The two kernels model the underlying function of the cluster, and the deviations of each gene from that underlying function. If we believe that the only corruption of the data from the cluster mean is i.i.d. noise, we can specify a GPy.kern.White
covariance. In practise, it's helpful to allow correlated noise. The model of any cluster of genes then has a hierarchical structure, with the unknown cluster-specific mean drawn from a GP, and then each gene in that cluster being drawn from a GP with said unknown mean function.
To optimize the model with the default optimization settings, we call m.optimize(). To invoke the recommended merge-split procedure, call m.systematic_splits(). Note that during the splitting procedure, many calls are made to the optimize function.
In [12]:
k_underlying = GPy.kern.RBF(input_dim=1, variance=0.1, lengthscale=0.1)
k_corruption = GPy.kern.RBF(input_dim=1, variance=0.01, lengthscale=0.1) + GPy.kern.White(1, variance=0.001)
m = GPclust.MOHGP(X, k_underlying, k_corruption, Y, K=10, prior_Z='DP', alpha=1.0)
m.optimize()
m.systematic_splits(verbose=False)
The model has quite extensive plotting built in, with various options for colour, display of the data as points or connected lines, etc. Here we find that the model manages to separate all but two of the true clusters. The number of 'genes' found in each cluster is labeled in the corner of each plot.
In [13]:
plt.figure(figsize=(14,9))
m.plot(on_subplots=True, colour=True, newfig=False)
Why do we have to specify two kernels in GPclust? The first kernel describes the properties of the functions which underly each cluster. The second describes the properties of the functions which describe how each time-course (gene) deviates from the cluster.
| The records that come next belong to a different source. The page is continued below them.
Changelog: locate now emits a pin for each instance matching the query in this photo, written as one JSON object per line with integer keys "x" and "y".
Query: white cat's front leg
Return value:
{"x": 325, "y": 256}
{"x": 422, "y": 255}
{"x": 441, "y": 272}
This structure is important: if we model the deviation of each time-course from the cluster as simply noise, it's more difficult to infer the correct clusters. Such a model can be constructed in GPclust by using a white (noise) kernel for the structure, as follows.
In [10]:
#exactly as above, but with a white-noise kernel for the structure.
k_underlying = GPy.kern.RBF(input_dim=1, variance=0.1, lengthscale=0.1)
k_corruption = GPy.kern.White(1, variance=0.1)
m = GPclust.MOHGP(X, k_underlying, k_corruption, Y, K=10, prior_Z='DP', alpha=1.0)
m.optimize()
m.systematic_splits(verbose=False)
In [11]:
plt.figure(figsize=(14,9))
m.plot(on_subplots=True, colour=True, newfig=False)
Here we can see that the procedure finds too many clusters (we know that the ground truth is that there are 10). This is because without the ability to model the deviation from the cluster mean in a structured fashion, that structure appears as additional clusters.
This point is exaggerated a little by the toy data that we have generated, but the same issue exists in real data. For more details and consideration of the cluster structure, see the subsequent notebook on clustering Drosophila development.